BANDUNG – Meski sidang lanjutan kasus Islamic Centre Kabupaten Bekasi masih berkutat di keterangan sejumlah saksi, namun hingga kini pihak Jaksa Penuntut Umum (JPU) Kejati Jabar belum juga menghadirkan mantan Bupati Bekasi, Sa’duddin, selaku penanggungjawab anggaran dan pimpinan DPRD peroide 2009-2014, yang disebut-sebut turut menentukan kebijakan serta pengusaha bernama Haji Amin. Padahal, penyidik Kejati Jabar telah melakukan pemeriksaan kepada mereka.
Salah satu penyidik kasus Islamic Centre, Intan, membenarkan telah melakukan pemeriksaan terhadap keduanya. “Kalau yang pimpinan dewan saya lupa yang mana orangnya, kan ada 5 orang penyidik waktu itu dan itu sudah beberapa tahun yang lalu. Kalau pak Sa’dudin dan Haji Amin saya ingat, saya ingat pernah periksa mereka,” bebernya, saat ditemui, Senin (9/1).
Namun saat ditanya mengapa ketiga orang itu belum dijadikan saksi hingga kini, dirinya mengaku kalau hal itu bukan menjadi kewenangannya, melainkan JPU. “Saya kan dulu cuma menyidik, tugasnya melakukan pemeriksaan. Kalau sudah disidang, itu wewenang JPU,” singkatnya.
Ketua Tim JPU Kejati Jabar, Cut Leli mengatakan, pihaknya telah mengirim undangan kepada sejumlah pihak yang diduga terkait dengan kasus pembangunan gedung umat Muslim milik Kabupaten Bekasi itu.”Total ada sekitar 30 saksi yang akan kami hadirkan,” ujarnya, jelang persidangan.
Namun saat ditanya perihal ketiga saksi yang dimaksud, Cut enggan membeberkannya. “Saya tidak bisa mengatakannya sekarang. Ini kan sudah sidang, jadi dipantau saja. Ya kalaupun mereka sudah diperiksa penyidik, ‘mungkin’ itu di tahap satu,” jelasnya.

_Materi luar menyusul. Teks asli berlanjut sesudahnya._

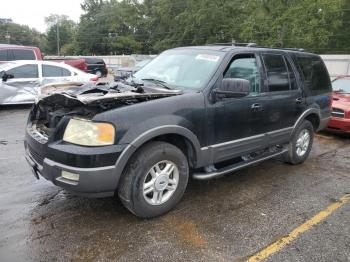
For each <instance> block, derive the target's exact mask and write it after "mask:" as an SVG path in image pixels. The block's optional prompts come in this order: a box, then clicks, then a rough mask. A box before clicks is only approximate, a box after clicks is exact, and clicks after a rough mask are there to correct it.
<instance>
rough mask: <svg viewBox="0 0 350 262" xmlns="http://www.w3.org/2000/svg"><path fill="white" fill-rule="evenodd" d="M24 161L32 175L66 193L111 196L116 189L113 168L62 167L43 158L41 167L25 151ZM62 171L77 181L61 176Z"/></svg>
mask: <svg viewBox="0 0 350 262" xmlns="http://www.w3.org/2000/svg"><path fill="white" fill-rule="evenodd" d="M25 157H26V160H27V162H28V164H29V165H30V166H31V168H32V171H33V173H34V174H35V175H36V177H37V178H39V175H40V176H42V177H44V178H46V179H47V180H49V181H51V182H52V183H53V184H55V185H57V186H59V187H62V188H64V189H66V190H68V191H71V192H73V193H76V194H78V195H83V196H87V197H108V196H113V195H114V192H115V190H116V188H117V183H118V180H119V177H117V174H118V173H119V172H117V170H116V167H115V166H107V167H96V168H77V167H71V166H67V165H63V164H60V163H57V162H55V161H52V160H50V159H47V158H45V159H44V162H43V165H40V164H39V163H37V162H36V161H35V159H34V157H33V156H32V155H31V154H30V152H29V151H28V150H26V156H25ZM62 171H68V172H70V173H74V174H79V180H78V181H73V180H69V179H65V178H63V177H62V176H61V173H62Z"/></svg>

Statement itu jelas bertolak belakang dengan apa yang diutarakan Cut sebelumnya. Dari 30 saksi diatas, kata dia sebelumnya, Mantan Bupati Bekasi berinisial S, pengusaha berinisial A, serta Mantan Ketua DPRD Kabupaten Bekasi berinisial M, masuk dalam daftar saksi yang akan dihadirkan pada sesi sidang selanjutnya. “Ya. Pokoknya semua yang diduga terkait pembangunannya. Termasuk ketiganya (S, A, dan M),” bebernya kala itu.
Terpisah, penasehat hukum terdakwa Porkas Pardamean Harahap, Erik Faat, menyesalkan hal itu. “Saya tidak tahu mengapa tim jaksa belum memanggil yang bersangkutan (Sa’duddin dan Mustakim). Padahal, dia lah yang mempunyai kewenangan tertinggi saat itu untuk memindahkan lokasi pembangunan, bukan klien saya,” tegas Erik usai persidangan, Senin (9/1) pukul 16.00 WIB.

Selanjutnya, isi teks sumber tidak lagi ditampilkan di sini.